Po dwóch latach i kilku miesiącach używania wieczorami, tylko w domu w oryginalnym etui i z ogromną ostrożnością pojawiła się trwała pozioma linia świadcząca o uszkodzeniu urządzenia. Oryginalna obudowa po roku zaczęła pękać (plastik). To już trzeci produkt PocketBook i największe rozczarowanie. Dałbym 5 gwiazdek gdyby nie tak tragiczna jakość.
Jakieś nieporozumienie jak dla mnie. Wyjęłam z opakowania masakra od razu wiedziałam że zwracam. Kupiłam innej marki i jestem super zadowolona. No ale do brzegu. Na tym czytniku zostaje każde dotknięcie suchą czystą ręką jakby była tłusta, zostają okropne ślady i na tyle i na froncie. Jest jak dla mnie za mały, niewiele szerszy jedynie od przeciętnego smartfona. No i najwazniejsze: jest tak wolny, że wystarczyło mi 10 minut, żeby się zirytować. No nie. Nie po to wydaję niemal 800zł, żeby się irytować. Nie polecam!

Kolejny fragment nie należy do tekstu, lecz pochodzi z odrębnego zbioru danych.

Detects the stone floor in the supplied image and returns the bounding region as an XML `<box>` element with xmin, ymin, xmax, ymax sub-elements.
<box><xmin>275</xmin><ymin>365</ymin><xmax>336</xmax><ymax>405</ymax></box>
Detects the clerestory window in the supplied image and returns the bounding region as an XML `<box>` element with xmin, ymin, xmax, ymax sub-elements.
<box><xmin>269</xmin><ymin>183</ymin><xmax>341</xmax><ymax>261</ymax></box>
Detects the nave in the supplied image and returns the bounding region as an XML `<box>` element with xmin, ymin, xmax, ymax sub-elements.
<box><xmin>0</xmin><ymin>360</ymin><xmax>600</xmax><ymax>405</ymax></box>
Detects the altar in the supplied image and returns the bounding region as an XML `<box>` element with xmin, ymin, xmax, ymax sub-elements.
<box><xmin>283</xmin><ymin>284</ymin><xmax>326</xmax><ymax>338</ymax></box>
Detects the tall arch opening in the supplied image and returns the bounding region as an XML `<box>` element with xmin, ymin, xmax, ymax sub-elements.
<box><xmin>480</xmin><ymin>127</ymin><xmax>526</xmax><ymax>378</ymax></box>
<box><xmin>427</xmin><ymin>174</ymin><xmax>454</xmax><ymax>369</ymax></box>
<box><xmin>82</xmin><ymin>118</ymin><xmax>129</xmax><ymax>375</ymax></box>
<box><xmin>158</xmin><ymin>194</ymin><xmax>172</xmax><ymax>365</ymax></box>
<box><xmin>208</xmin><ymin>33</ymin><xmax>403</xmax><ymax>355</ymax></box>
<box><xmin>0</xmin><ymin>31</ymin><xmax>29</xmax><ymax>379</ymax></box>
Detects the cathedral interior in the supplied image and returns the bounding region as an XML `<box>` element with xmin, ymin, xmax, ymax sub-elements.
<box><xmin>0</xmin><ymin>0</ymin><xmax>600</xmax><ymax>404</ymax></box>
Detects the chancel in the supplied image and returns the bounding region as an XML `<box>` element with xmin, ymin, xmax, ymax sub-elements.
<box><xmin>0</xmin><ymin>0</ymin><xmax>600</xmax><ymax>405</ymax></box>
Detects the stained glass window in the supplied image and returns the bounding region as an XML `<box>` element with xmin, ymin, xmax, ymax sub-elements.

Niestety, muszę napisać negatywną recenzję. Zamówiłam czytnik, w paczkomacie paczka z Empiku ... Podobne gabaryty, nawet ciężar paczki wskazywał, że to mój czytnik. Super, ale co z tego. W paczce zamiast czytnika za który zapłaciłam z góry ponad 600 zł z zupełnie inny, dużo tańszy produkt. Zadzwoniłam natychmiast składając reklamację. Niestety, teraz zamiast korzystać z czytnika a zależało mi na szybkim zakupie, muszę czekać 14 dni na uwzględnienie reklamacji. Jestem naprawdę zła. Jak można tak pomylić towary!